The Caribbean Agroforestry Institute (CAI), is based on a 35 acre off grid farm and homestead in Camuy, Puerto Rico. Stephanie and Dan started CAI in 2020 after falling in love with the island. They are passionate about off grid living, permaculture, biodynamics, clean water, regenerating soil, growing healthy food, cultivating healing herbs and sharing their passion with others.

 

Caribbean Agroforestry Institute’s (CAI) mission is to research, demonstrate and educate in the fields of agroforestry and other ecological practices in support of people, pollinators and plants.

 

We are an agricultural educational nonprofit that offers technical courses to train students to design, implement and manage diverse agroforestry systems in the tropics and across the world. Some of our programs equip students to transform their home gardens and farms into abundant food producing landscapes, while other programs are designed to train students to manage commercial farms for themselves or their employer.
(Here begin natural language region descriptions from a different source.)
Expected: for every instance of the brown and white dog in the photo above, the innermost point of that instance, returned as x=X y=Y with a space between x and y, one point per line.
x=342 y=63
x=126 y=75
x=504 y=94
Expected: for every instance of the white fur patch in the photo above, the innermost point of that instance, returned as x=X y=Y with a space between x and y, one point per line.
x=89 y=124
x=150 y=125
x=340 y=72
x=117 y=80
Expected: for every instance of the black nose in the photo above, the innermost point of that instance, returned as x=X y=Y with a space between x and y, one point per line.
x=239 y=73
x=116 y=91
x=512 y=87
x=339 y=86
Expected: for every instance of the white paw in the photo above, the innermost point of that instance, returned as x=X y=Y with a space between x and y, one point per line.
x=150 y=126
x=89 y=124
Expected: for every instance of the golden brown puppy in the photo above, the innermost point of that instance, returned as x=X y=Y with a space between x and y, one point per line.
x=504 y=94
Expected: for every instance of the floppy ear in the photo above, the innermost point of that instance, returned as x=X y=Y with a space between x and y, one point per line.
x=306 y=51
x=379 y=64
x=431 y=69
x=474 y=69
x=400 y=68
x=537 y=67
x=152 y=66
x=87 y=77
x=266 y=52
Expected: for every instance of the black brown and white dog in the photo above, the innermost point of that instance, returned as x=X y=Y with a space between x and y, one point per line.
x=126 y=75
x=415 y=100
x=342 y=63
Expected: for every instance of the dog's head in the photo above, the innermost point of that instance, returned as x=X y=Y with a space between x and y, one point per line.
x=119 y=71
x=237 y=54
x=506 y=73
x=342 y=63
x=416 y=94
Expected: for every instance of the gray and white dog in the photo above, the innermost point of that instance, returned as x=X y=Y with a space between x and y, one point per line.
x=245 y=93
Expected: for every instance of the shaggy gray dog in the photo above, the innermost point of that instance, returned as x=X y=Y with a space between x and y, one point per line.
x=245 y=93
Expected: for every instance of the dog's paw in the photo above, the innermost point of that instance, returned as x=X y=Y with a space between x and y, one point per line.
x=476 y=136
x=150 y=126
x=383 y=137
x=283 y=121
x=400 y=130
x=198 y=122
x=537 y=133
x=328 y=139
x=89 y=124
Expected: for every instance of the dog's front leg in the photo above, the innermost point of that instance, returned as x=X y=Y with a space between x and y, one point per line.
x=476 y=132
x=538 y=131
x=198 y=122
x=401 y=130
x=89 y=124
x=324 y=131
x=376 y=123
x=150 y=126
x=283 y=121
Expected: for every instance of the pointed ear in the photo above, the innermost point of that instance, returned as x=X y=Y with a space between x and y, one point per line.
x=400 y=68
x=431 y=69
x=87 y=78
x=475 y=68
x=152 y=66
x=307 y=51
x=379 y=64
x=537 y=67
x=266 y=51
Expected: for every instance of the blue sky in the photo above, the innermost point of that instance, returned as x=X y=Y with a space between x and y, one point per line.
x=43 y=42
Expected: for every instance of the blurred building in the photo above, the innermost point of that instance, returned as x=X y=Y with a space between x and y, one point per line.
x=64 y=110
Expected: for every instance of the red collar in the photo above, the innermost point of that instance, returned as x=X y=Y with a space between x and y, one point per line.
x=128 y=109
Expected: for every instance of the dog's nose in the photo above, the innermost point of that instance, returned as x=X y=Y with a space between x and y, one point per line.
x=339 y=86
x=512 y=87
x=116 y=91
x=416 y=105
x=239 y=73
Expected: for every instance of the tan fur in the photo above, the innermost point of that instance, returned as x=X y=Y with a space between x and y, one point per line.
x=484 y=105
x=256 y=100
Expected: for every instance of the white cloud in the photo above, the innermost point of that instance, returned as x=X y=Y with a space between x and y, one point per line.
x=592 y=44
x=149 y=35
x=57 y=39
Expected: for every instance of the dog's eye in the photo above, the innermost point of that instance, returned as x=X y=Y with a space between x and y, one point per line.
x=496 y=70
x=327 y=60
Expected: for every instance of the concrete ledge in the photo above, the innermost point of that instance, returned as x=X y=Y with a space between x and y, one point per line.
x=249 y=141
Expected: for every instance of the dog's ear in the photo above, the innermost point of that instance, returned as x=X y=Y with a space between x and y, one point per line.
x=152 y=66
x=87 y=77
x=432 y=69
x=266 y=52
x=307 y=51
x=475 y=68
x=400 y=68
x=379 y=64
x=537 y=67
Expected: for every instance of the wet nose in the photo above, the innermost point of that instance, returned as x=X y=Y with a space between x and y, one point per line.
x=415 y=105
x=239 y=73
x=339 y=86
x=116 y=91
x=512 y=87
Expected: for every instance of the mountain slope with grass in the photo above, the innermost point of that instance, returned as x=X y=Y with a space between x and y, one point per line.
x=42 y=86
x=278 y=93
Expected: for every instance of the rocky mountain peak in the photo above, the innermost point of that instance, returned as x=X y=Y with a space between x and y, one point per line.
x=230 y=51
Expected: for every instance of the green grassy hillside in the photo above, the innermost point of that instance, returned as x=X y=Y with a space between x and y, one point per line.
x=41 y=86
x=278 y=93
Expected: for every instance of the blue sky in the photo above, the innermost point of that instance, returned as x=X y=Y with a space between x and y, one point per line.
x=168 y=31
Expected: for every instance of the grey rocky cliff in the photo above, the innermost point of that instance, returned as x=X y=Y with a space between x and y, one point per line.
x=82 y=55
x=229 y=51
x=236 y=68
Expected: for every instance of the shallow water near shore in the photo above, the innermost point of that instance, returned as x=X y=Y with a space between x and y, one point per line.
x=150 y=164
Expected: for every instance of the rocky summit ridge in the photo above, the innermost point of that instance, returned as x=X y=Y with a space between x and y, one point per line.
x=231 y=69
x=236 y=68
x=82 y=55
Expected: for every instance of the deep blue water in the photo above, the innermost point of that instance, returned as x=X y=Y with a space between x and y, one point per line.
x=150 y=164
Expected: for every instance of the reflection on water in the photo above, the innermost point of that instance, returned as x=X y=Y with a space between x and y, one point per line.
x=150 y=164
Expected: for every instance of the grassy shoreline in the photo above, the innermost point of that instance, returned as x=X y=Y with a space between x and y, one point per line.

We utilize over a dozen other local instructors in our classes. To learn more about our teaching team, click here.

Stephanie Syson

Co-Founder & Director

Stephanie Syson, co-founder and Director of Caribbean Agroforestry Institute, spends the days with her hands in the soil and her heart with the plants.  She started down her Permaculture path in 2001 with an internship at Punta Mona in Costa Rica.  After visiting and living at multiple Permaculture communities in Latin America she was hooked!  Stephanie lived within and managed the Central Rocky Mountain Permaculture Institute for 4 years.  In that time she started the Basalt Seed Library and the Basalt Community Food Park as well as opening an herbal Product line called Dynamic Roots.  After many years of farming and running her herbal product business, she decided to devote herself fully to farming medicinal herbs.

 

Stephanie partnered with Sustainable Settings Ranch in Carbondale Colorado and opened Biodynamic Botanicals in 2015.  She is a full-time farmer and educator.  She has recently started 35 acre farm in Puerto Rico that combines her love of medicinal herbs, agroforestry, subsistence farming,  tropical climates and ocean life with teaching and rural, large scale Permaculture Design.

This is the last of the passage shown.